Signed-off-by: Jiang Jiacheng <jiangjiacheng@xxxxxxxxxx>
---
 src/security/security_apparmor.c | 91 +++++++++++---------------------
 1 file changed, 31 insertions(+), 60 deletions(-)

diff --git a/src/security/security_apparmor.c b/src/security/security_apparmor.c
index 36e8ce42b5..64b57f6a22 100644
--- a/src/security/security_apparmor.c
+++ b/src/security/security_apparmor.c
@@ -70,9 +70,9 @@ struct SDPDOP {
 static int
 profile_status(const char *str, const int check_enforcing)
 {
-    char *content = NULL;
-    char *tmp = NULL;
-    char *etmp = NULL;
+    g_autofree char *content = NULL;
+    g_autofree char *tmp = NULL;
+    g_autofree char *etmp = NULL;
     int rc = -2;
 
     /* create string that is '<str> \0' for accurate matching */
@@ -87,7 +87,7 @@ profile_status(const char *str, const int check_enforcing)

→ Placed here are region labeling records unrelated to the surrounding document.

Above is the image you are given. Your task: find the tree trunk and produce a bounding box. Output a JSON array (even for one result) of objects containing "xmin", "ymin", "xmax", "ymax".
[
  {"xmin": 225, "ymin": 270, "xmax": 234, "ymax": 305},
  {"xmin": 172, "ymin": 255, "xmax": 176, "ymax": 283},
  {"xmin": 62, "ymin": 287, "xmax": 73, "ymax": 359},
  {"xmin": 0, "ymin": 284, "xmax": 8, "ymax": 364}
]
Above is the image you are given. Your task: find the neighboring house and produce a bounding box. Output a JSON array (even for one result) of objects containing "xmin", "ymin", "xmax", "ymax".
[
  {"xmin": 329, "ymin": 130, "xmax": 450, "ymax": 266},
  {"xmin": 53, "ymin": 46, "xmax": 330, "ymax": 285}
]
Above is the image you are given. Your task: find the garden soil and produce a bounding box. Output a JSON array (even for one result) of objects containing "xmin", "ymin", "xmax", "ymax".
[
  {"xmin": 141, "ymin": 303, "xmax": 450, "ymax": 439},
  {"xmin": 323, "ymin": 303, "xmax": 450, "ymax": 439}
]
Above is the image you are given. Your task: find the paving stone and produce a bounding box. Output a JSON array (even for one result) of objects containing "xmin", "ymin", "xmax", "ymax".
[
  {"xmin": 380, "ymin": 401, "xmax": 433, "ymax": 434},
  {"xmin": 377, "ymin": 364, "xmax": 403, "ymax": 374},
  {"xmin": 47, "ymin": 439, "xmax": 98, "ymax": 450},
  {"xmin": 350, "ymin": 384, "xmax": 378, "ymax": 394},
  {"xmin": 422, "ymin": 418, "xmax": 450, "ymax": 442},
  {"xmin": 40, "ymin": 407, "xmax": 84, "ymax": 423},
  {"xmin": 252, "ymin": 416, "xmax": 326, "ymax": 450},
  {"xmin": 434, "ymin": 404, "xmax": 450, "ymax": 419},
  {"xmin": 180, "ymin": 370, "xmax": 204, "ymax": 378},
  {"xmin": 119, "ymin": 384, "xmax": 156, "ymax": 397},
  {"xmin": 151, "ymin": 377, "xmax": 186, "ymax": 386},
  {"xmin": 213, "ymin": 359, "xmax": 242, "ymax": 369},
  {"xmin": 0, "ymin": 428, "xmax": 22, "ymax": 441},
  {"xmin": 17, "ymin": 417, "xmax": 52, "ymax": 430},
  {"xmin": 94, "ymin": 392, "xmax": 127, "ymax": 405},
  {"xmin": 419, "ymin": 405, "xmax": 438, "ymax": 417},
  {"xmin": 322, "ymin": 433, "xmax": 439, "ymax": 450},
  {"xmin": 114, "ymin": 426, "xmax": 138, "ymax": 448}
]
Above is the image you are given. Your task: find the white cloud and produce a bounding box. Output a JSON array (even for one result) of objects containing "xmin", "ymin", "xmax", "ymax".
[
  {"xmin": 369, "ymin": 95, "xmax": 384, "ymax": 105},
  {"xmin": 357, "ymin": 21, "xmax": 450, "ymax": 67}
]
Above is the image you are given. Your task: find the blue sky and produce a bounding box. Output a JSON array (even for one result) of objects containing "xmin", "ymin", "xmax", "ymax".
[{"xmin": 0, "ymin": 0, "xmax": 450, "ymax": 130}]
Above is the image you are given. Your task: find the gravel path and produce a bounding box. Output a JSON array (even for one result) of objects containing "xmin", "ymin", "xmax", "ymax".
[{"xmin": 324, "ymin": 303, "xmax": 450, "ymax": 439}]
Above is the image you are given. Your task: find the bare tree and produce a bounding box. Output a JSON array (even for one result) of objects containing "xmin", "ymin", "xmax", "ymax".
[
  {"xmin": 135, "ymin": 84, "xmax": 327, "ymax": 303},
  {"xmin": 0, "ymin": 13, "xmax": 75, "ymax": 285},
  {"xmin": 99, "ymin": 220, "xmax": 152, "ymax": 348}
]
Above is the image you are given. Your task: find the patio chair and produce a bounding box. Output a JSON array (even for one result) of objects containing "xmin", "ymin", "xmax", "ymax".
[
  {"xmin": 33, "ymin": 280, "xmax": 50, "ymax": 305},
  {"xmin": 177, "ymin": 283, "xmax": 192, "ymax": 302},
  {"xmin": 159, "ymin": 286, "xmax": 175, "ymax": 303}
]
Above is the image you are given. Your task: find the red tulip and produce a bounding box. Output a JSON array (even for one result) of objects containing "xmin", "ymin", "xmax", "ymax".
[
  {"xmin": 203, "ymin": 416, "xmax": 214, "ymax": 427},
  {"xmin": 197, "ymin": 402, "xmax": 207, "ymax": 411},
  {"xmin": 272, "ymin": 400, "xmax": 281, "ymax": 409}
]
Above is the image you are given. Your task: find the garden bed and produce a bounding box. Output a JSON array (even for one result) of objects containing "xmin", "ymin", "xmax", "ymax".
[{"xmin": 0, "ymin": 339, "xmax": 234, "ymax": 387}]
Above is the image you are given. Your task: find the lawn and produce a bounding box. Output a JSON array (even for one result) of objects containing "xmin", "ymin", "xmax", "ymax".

         virReportSystemError(errno,
                              _("Failed to read AppArmor profiles list "
                              "\'%s\'"), APPARMOR_PROFILES_PATH);
-        goto cleanup;
+        return -2;
     }
 
     if (strstr(content, tmp) != NULL)
@@ -99,11 +99,6 @@ profile_status(const char *str, const int check_enforcing)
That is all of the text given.